> >So anyhow, yes, this is a big, icky problem.
We want to subclass things but have them still retain their old pre-modification
names, w/o changing the thing we are altering (only masking it.)
Right?
Here's an alternate approach:
What if, instead of adding an additional and confusing bag of tricks
pertaining to interrelation of related classes, we were able to set
up separate, discrete visibility regions -- sort of like the unix C<chroot>
command -- where packages could not interfere with each other. We would
be able to load the class to be modified (the "victim") into a space where
it will not know it is in a space -- and then we could alias all the method calls
to the victim, where they are supposed to go, to the victim, where it really is.

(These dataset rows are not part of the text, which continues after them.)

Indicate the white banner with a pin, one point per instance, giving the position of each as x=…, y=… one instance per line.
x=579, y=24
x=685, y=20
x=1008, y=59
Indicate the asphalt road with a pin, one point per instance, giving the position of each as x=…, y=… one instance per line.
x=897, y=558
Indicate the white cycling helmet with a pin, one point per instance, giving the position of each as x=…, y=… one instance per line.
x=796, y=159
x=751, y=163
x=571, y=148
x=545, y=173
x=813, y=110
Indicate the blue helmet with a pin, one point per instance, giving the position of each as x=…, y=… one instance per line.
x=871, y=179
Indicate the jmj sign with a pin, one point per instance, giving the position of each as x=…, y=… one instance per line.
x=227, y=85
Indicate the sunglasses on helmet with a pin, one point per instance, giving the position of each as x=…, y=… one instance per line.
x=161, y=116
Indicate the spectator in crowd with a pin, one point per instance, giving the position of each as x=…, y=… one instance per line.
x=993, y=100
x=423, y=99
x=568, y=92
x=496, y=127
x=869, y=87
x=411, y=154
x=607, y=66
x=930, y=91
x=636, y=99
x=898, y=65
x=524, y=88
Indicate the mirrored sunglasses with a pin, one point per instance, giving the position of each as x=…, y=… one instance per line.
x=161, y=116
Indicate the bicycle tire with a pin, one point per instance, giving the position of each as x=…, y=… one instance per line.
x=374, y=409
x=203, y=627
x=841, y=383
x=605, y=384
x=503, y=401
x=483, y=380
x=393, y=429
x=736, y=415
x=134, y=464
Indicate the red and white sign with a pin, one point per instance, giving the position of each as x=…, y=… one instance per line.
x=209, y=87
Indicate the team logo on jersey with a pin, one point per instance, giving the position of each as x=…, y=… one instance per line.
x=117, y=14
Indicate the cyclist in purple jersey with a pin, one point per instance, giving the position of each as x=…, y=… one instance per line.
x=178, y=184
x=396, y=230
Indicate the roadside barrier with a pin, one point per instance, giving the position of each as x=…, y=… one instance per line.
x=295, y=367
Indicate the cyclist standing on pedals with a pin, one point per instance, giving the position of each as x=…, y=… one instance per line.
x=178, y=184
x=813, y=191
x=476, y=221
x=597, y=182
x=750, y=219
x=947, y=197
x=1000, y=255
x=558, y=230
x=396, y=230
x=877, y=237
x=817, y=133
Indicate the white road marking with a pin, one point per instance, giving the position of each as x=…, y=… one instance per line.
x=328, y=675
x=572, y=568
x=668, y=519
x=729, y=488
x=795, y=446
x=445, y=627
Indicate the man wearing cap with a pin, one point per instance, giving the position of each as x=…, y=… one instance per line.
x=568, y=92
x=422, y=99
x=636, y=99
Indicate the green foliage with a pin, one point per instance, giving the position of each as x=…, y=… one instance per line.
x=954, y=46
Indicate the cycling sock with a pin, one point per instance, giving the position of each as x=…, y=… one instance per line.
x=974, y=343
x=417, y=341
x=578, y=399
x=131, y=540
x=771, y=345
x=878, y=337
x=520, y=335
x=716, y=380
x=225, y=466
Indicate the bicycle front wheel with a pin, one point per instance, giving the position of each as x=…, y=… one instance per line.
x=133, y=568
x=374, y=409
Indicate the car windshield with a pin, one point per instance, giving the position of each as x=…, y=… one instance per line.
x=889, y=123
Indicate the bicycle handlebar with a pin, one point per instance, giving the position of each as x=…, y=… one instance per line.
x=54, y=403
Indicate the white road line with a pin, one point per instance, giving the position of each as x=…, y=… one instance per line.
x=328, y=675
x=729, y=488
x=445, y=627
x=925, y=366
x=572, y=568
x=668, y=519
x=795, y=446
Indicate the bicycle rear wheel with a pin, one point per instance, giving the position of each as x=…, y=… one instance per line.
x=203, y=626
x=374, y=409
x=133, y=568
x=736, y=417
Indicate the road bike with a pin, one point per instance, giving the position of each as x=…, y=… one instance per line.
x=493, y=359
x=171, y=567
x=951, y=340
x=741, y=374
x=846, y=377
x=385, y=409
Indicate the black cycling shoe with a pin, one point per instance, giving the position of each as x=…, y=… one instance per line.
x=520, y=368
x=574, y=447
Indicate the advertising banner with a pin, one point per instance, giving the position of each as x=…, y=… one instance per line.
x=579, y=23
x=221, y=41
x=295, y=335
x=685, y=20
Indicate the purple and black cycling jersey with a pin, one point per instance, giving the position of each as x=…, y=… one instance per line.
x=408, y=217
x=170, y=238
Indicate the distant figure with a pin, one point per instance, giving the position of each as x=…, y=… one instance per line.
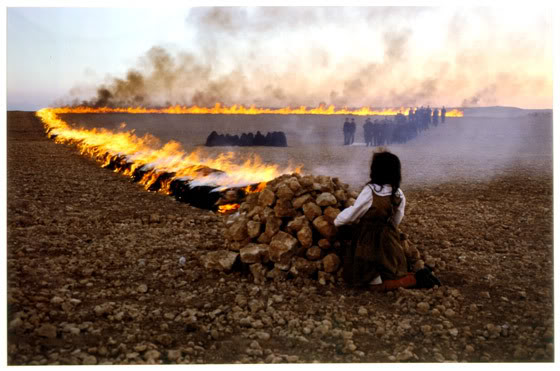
x=274, y=139
x=346, y=131
x=352, y=131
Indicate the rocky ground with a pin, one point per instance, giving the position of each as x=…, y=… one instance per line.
x=95, y=276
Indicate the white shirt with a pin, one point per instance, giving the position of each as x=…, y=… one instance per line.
x=363, y=203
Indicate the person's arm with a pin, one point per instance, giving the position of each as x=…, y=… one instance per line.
x=399, y=214
x=356, y=211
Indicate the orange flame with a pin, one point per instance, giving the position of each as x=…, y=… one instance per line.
x=251, y=110
x=225, y=209
x=105, y=145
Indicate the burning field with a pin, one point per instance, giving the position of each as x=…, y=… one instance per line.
x=102, y=271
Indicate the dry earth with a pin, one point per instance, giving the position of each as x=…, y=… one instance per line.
x=94, y=275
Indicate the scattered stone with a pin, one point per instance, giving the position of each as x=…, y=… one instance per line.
x=221, y=260
x=331, y=263
x=142, y=288
x=423, y=307
x=47, y=330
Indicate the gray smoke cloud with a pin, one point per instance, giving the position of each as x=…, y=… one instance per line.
x=235, y=62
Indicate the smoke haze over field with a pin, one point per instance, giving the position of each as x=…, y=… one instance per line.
x=280, y=56
x=236, y=62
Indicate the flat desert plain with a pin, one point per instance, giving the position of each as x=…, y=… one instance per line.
x=93, y=259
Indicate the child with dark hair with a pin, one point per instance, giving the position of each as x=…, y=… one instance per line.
x=380, y=255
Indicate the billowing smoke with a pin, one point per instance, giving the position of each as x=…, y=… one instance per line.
x=281, y=56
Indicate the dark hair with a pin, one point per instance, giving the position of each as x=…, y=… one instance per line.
x=386, y=169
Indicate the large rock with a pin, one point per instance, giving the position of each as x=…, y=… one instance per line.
x=331, y=263
x=311, y=210
x=253, y=253
x=267, y=197
x=47, y=330
x=294, y=185
x=272, y=227
x=259, y=272
x=297, y=223
x=305, y=236
x=313, y=253
x=325, y=226
x=306, y=182
x=238, y=230
x=282, y=248
x=284, y=209
x=253, y=228
x=254, y=212
x=298, y=202
x=331, y=212
x=326, y=199
x=221, y=260
x=284, y=192
x=303, y=267
x=324, y=243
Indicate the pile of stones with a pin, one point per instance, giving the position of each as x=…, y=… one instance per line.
x=287, y=230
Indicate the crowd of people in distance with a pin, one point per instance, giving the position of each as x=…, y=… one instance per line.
x=399, y=130
x=274, y=139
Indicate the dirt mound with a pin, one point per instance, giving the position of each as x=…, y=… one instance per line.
x=102, y=272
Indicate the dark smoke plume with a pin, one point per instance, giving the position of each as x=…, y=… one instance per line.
x=232, y=62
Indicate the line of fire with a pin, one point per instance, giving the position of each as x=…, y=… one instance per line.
x=219, y=184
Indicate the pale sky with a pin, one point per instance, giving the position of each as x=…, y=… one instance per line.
x=352, y=56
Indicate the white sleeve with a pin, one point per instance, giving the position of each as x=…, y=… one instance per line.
x=355, y=212
x=399, y=214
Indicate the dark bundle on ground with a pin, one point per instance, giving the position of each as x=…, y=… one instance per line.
x=274, y=139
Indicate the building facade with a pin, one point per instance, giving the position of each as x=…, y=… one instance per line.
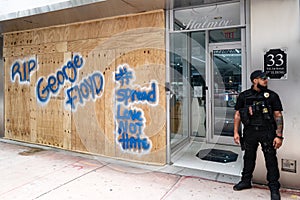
x=154, y=83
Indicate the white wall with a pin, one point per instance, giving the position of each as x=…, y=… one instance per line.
x=275, y=24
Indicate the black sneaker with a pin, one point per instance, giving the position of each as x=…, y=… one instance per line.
x=242, y=185
x=275, y=195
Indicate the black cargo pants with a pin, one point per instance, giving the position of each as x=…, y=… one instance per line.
x=252, y=137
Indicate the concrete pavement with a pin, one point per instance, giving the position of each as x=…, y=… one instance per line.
x=36, y=172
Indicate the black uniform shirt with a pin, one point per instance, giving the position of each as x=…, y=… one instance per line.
x=270, y=96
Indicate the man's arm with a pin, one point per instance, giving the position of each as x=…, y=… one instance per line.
x=279, y=131
x=237, y=123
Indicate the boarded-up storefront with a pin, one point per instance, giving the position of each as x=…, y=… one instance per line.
x=95, y=87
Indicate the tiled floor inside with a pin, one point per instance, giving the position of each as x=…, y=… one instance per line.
x=186, y=157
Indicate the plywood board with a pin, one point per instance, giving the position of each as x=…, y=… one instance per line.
x=136, y=40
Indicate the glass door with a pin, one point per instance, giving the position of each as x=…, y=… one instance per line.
x=187, y=87
x=226, y=83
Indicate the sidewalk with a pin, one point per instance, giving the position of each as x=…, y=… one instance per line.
x=28, y=172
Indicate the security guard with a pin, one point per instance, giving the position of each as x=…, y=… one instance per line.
x=259, y=109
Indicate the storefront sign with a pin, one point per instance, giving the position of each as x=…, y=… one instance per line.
x=275, y=64
x=205, y=22
x=208, y=17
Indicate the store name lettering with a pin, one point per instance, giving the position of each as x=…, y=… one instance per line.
x=204, y=22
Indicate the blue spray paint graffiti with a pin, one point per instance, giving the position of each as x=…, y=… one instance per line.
x=23, y=69
x=45, y=88
x=130, y=120
x=91, y=86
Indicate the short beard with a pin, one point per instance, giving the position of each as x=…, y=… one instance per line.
x=262, y=87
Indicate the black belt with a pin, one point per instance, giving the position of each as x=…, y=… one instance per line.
x=260, y=128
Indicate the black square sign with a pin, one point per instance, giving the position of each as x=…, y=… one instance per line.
x=275, y=63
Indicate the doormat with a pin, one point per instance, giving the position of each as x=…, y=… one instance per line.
x=217, y=155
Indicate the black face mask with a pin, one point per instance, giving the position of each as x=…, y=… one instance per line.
x=262, y=88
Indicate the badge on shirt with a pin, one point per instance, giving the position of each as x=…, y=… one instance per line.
x=266, y=94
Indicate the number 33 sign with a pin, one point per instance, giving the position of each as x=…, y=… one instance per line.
x=275, y=63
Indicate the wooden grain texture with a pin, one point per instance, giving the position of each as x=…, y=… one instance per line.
x=138, y=40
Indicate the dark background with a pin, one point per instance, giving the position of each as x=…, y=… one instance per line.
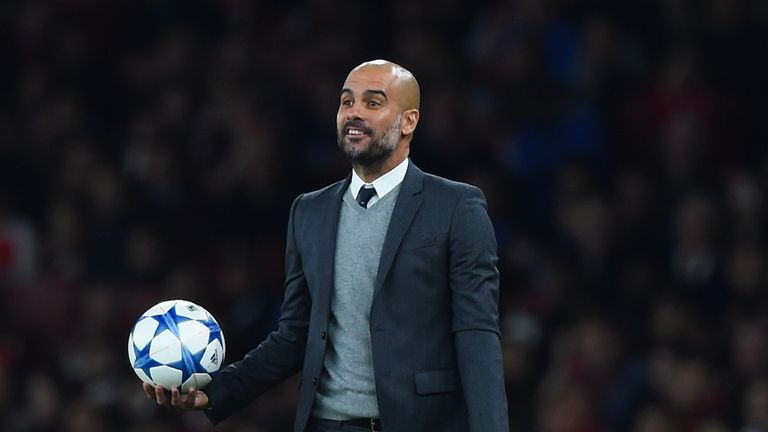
x=151, y=149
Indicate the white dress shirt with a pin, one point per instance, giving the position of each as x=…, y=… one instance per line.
x=383, y=184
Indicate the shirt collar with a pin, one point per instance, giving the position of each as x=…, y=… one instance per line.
x=383, y=184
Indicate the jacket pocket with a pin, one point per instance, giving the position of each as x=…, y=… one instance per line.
x=419, y=243
x=439, y=381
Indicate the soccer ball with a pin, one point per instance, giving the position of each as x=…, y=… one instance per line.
x=176, y=343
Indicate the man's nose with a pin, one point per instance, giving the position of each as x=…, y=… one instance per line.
x=354, y=112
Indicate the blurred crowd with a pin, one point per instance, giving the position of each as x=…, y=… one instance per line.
x=150, y=150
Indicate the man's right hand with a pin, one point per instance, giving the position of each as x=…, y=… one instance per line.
x=193, y=400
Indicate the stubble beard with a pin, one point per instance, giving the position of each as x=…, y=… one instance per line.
x=378, y=150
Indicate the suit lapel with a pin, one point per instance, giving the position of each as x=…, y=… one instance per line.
x=408, y=202
x=327, y=229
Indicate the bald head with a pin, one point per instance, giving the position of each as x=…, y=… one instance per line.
x=401, y=80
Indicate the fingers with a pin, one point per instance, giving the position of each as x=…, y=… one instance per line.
x=175, y=398
x=149, y=391
x=189, y=402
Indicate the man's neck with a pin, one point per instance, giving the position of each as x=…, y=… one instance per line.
x=369, y=173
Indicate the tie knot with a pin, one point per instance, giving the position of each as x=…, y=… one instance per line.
x=364, y=195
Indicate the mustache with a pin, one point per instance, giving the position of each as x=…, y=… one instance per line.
x=357, y=125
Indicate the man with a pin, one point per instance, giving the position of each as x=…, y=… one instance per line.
x=390, y=309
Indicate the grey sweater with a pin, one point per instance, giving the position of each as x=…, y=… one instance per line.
x=347, y=389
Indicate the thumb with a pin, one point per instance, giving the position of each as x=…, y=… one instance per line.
x=201, y=400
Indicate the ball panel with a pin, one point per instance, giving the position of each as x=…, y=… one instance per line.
x=160, y=308
x=194, y=335
x=190, y=310
x=166, y=376
x=213, y=356
x=144, y=376
x=144, y=331
x=131, y=350
x=197, y=380
x=165, y=348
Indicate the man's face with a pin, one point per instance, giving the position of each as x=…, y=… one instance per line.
x=368, y=122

We would need a pragma to chroot our context to be under the current package,
a primitive to create a defaultish environment within the virtual space,
and a macro that exports all the functionality of a virtual package into the
current package.
Setting up the japanese forest, the example from 254.1, might then work like this:
{
chpackroot Frog; # this is a severely new keyword and subject to change
use Frog; # has no idea it is defining Frog::Frog
}; # close chpackrooted environment
package Frog;
sub speak { print "kerokero"; }
foreach (?????) { # go through all the methods defined in Frog::Frog
# I know there is a way to do this but do not know what it is
#next if $_ eq speak;
next if defined \&$_;
eval "sub $_ { return &Frog::Frog::$_ @_ }";
};
First we create a virtual environment to load the package into, then we
define the methods we wish to overload, then we define all the methods
to pass through the args -- No, this is not needed at all, we can use ISA
for that can't we!
package Frog;
@ISA = qw('VIRTUALZONE::Frog');
sub speak { print "kerokero"; }
which means that all that is required is a package root changer.
I wonder how hard that would be to implement.